When the volunteers inside give him the okay, Archdeacon Steven Hopkins opens the door and lets in the people. The patrons spread out to peruse the shelves and the small paper signs indicating how many of each item they are allowed.
Inside the church building proper, a group of shoppers inspects the used clothing and other goods in a second-hand shop. In the large, professional-looking kitchen, volunteers prepare a stir-fry for the weekly community meal.
“We sort of function as a community hub,” says Hopkins, the church’s rector, shortly before taking the Anglican Journal on a tour of the church’s programs.
“I call us a community-identified community hub,” interjects Sara Collyer, who has served for the past two years as director of Open Doors at St. Christopher’s, an umbrella program that includes 13 smaller programs and one network.

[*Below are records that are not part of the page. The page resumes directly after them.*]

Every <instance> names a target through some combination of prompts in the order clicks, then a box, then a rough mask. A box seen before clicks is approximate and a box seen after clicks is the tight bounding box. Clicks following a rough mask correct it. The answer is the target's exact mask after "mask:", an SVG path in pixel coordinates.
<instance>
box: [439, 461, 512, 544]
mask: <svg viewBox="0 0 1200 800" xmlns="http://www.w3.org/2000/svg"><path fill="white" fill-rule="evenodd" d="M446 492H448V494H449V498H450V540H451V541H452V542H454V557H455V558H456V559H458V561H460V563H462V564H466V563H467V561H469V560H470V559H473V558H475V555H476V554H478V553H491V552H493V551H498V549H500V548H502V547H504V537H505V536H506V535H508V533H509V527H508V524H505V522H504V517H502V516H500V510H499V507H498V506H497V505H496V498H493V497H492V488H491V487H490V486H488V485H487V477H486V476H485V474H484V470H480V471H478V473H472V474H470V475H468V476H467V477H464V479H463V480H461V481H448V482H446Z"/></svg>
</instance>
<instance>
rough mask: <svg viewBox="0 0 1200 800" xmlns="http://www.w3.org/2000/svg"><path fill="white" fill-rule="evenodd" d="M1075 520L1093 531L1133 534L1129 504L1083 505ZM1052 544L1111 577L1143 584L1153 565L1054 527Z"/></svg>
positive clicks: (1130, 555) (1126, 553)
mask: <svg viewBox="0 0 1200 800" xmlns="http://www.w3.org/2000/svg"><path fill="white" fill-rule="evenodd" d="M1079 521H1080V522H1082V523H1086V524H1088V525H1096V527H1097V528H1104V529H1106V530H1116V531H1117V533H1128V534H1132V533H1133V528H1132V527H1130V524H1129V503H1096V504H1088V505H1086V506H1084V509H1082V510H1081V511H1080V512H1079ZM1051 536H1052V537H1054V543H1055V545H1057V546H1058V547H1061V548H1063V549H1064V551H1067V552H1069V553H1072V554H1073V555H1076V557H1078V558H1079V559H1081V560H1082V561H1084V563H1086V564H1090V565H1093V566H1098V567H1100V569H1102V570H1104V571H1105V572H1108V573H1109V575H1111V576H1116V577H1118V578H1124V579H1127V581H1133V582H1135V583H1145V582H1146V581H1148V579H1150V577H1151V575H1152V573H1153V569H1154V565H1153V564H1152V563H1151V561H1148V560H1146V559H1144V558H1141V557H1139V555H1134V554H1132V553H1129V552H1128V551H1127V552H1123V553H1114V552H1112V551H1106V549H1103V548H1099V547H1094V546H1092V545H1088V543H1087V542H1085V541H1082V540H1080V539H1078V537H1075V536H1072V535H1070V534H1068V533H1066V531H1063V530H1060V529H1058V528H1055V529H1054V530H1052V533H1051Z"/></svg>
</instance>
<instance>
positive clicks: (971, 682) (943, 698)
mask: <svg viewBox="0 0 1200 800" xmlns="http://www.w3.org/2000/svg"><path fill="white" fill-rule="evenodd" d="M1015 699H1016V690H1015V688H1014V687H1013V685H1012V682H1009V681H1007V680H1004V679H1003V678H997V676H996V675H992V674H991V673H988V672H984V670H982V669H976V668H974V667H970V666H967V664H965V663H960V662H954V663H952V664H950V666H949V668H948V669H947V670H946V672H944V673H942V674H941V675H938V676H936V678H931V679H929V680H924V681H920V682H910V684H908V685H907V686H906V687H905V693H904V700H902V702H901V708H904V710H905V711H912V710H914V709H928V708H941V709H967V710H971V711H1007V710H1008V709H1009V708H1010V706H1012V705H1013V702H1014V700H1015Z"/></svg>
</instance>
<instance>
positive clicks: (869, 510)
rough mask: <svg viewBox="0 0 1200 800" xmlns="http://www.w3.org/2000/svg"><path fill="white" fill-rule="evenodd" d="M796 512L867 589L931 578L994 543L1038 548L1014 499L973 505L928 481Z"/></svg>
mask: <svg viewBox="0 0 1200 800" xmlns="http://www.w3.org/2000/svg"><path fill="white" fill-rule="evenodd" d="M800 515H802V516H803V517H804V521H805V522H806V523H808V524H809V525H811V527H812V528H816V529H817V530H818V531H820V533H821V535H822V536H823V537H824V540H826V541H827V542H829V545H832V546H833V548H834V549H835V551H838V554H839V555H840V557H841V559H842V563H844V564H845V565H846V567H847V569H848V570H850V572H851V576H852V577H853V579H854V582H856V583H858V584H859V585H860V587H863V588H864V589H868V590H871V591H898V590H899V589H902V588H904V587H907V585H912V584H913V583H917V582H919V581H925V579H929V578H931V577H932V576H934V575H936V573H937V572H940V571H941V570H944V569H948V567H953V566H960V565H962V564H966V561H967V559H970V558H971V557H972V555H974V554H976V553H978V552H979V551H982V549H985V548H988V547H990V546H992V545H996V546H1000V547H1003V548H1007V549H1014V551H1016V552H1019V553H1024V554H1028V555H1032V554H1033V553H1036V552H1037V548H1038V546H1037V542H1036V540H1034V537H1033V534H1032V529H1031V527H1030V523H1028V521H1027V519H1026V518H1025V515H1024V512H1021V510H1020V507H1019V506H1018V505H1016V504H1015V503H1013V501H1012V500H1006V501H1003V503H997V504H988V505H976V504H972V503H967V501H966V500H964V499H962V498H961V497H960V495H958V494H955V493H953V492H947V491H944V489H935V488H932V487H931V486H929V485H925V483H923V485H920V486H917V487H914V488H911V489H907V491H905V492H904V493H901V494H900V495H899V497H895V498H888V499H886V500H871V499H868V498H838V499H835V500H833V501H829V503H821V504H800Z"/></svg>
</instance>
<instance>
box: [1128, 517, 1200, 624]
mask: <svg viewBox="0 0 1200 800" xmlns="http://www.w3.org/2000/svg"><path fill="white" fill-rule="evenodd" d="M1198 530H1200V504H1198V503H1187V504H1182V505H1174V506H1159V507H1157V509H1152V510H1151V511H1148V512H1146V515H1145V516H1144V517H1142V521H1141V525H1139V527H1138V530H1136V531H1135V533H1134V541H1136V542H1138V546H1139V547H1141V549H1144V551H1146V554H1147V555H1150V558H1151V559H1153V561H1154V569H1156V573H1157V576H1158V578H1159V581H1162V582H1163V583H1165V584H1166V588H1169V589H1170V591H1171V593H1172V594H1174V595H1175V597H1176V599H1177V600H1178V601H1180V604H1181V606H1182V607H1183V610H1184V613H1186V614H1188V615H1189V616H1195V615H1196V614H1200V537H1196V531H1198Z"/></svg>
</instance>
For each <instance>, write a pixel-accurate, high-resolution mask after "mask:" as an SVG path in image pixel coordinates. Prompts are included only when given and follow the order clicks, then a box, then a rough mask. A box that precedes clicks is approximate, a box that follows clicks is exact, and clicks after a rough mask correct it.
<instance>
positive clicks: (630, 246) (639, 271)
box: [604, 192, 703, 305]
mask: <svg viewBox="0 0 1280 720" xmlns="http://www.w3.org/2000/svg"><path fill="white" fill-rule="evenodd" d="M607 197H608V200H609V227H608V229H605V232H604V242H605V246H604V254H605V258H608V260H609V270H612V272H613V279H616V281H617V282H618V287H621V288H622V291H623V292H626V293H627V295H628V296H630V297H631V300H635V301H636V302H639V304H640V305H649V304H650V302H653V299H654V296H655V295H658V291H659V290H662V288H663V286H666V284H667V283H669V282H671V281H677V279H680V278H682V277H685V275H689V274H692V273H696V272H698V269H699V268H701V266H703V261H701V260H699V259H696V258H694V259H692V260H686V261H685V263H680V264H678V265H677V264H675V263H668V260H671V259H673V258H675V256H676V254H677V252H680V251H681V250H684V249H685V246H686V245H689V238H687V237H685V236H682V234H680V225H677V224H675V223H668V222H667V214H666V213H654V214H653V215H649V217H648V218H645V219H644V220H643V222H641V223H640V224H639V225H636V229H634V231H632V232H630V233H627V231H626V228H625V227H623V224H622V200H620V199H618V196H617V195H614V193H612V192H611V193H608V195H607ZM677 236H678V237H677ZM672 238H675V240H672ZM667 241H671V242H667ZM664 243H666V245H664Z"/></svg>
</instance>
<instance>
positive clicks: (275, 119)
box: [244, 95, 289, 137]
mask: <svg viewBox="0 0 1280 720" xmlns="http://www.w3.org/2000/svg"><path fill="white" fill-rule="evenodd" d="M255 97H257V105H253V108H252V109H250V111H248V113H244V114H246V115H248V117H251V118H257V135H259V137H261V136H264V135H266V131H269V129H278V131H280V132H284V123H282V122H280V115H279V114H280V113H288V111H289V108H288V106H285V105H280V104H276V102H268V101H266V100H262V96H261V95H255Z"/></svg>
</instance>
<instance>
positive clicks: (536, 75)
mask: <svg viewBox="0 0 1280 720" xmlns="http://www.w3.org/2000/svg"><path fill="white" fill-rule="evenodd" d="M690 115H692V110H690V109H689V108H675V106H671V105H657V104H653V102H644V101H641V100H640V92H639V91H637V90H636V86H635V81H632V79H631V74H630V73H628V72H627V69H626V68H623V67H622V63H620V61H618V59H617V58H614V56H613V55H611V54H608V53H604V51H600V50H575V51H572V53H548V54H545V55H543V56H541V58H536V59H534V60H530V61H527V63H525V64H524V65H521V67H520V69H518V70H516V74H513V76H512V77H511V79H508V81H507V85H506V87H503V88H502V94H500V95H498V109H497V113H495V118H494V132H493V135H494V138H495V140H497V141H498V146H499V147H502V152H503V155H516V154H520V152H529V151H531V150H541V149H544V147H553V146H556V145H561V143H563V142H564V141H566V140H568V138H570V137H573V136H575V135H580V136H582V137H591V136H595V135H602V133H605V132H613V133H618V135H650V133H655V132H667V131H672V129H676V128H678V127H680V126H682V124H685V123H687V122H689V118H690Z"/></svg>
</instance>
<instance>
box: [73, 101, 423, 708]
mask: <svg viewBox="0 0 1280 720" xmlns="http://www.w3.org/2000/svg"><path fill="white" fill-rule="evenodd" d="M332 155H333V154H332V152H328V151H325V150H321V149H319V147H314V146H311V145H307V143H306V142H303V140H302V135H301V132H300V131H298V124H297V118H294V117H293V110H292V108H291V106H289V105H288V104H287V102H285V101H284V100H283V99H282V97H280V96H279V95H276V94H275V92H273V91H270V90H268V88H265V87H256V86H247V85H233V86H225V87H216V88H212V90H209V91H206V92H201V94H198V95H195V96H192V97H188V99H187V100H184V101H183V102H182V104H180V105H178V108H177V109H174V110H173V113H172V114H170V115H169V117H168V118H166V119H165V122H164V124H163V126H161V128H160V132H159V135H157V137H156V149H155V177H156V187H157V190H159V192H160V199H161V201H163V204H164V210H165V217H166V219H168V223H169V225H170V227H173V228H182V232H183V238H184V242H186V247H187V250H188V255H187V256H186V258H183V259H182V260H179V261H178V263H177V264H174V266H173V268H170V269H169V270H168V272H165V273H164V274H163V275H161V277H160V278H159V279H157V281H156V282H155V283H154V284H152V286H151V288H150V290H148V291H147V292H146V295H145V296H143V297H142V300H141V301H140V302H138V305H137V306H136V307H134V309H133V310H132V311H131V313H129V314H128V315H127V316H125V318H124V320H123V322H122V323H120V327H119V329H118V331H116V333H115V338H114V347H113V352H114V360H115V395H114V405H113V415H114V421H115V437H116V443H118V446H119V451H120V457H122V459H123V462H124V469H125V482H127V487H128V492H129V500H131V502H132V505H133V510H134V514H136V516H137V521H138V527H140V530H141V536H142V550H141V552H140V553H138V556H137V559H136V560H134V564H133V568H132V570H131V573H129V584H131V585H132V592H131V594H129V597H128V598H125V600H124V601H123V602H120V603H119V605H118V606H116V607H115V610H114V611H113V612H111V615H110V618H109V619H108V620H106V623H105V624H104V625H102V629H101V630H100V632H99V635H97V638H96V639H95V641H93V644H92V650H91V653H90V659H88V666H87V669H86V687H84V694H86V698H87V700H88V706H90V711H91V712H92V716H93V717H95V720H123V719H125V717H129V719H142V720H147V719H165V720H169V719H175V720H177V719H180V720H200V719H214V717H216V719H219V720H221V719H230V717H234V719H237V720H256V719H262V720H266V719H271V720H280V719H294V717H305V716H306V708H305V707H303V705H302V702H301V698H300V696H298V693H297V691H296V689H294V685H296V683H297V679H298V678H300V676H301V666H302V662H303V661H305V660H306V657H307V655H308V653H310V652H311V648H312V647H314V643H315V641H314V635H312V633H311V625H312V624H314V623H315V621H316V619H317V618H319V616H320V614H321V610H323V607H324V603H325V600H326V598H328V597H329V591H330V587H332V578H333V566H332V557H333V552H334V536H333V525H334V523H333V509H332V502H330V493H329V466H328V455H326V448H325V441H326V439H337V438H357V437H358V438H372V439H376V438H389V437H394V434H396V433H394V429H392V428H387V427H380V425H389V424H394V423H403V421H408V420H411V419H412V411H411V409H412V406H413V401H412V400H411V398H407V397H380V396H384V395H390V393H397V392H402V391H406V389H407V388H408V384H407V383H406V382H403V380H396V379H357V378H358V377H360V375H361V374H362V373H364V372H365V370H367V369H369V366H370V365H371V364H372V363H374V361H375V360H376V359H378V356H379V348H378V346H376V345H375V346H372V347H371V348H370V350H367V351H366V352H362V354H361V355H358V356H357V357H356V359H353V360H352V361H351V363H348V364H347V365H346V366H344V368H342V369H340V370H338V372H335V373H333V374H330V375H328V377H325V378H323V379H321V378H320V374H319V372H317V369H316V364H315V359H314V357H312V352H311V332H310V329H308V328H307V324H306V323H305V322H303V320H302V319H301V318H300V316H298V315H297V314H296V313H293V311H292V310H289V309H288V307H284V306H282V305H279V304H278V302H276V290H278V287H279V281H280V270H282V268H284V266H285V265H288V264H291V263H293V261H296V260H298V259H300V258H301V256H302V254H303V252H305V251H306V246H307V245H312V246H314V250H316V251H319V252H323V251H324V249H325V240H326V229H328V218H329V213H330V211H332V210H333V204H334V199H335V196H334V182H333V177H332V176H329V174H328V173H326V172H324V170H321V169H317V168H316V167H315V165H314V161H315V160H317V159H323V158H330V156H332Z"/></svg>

The community, she notes, has long looked to the church in times of need.
“We link folks up with other people,” she continues, “but we also link them up to other service providers in the areas.” The needs can range from housing, disability and mental health support to domestic violence counseling.
St. Christopher’s has been bringing people together for community meals for a long time-the Tuesday night supper that is one of the cornerstones of Open Doors has been going on for over 16 years. Thanks to Collyer’s work and a grant from the Government of Ontario’s Ontario Trillium Foundation, the church has become a significant source of help among Burlington’s marginalized population.
“Burlington likes to think of itself as a wealthy community,” says Hopkins, but it really is more diverse than most of its residents realize. Open Doors is helping people “get a more realistic picture of what their community actually looks like and who actually lives here.”
Anaseini Pascale, a regular attender at the Tuesday night dinner, is one of the people for whom St. Christopher’s provides a vital lifeline. She recently injured her knee, which has greatly reduced her mobility and her ability to manage day-to-day tasks. With two young boys in her care and the rest of her family living in Fiji, she turned to the church for help when the government wasn’t able to provide it. St. Christopher’s was able to provide her with a walker, a cane and assistance with cleaning her apartment.
But it is the sense of community that she is most thankful for. “When you don’t have family in this country, it really fills that void, because if anything happens to me, I don’t know what is going to happen to my two boys,” she says in an interview. “I see this is quite a multicultural place-people here are not all from Canada. I have met Africans, Germans…it’s like a multicultural, multinational situation here. So I don’t have to feel left out.”
The church currently feeds about 220 people every Tuesday, a number that has been increasing steadily over the past few years.
The volunteers who make it possible-around 30 a night-say it has been an eye-opening experience.”Food is so important to people, and people in Burlington don’t realize that there’s a real need for it,” says Wendy Ernst, who has been volunteering at the Tuesday meal for 16 years. “We have a lot of people who may look like they have enough, but one meal a week is really a help to them.”
But while Open Doors has been able to accomplish a lot, Hopkins says St. Christopher’s is reaching the limit of what it can do, given its current facility. The funding comes from a mix of congregational giving, grants and donations, but the space is over capacity.
“We’ve outgrown the building…we could really use more space,” he says, chuckling as he admits that this is “a great problem to have.”
When asked why St. Christopher’s has been able to do so much, Hopkins gives a lot of the credit to the congregation itself-of the 250 volunteers at St. Christopher’s, he explains, 173 are regular parishioners.
“It’s part of the spirituality of the place,” he says. “From before my time, people had a sense that being a community of faith meant being here for the community and being here to serve the community, so I think it’s kind of been wired into the spirituality of the parish for some time.”
But over the course of the tour of the programs and the loud communal dinner, it becomes abundantly clear that it is also connected to Hopkins’ own spirituality.
“When I try to imagine what the Great Banquet looks like,” he says at one point, “it looks like Tuesday night supper, where people from different backgrounds-different kinds of mental health statuses, different kinds of income statuses, different gender identities and sexualities, different kinds of life experience, different ages-sit down and share the same meal at the same table.”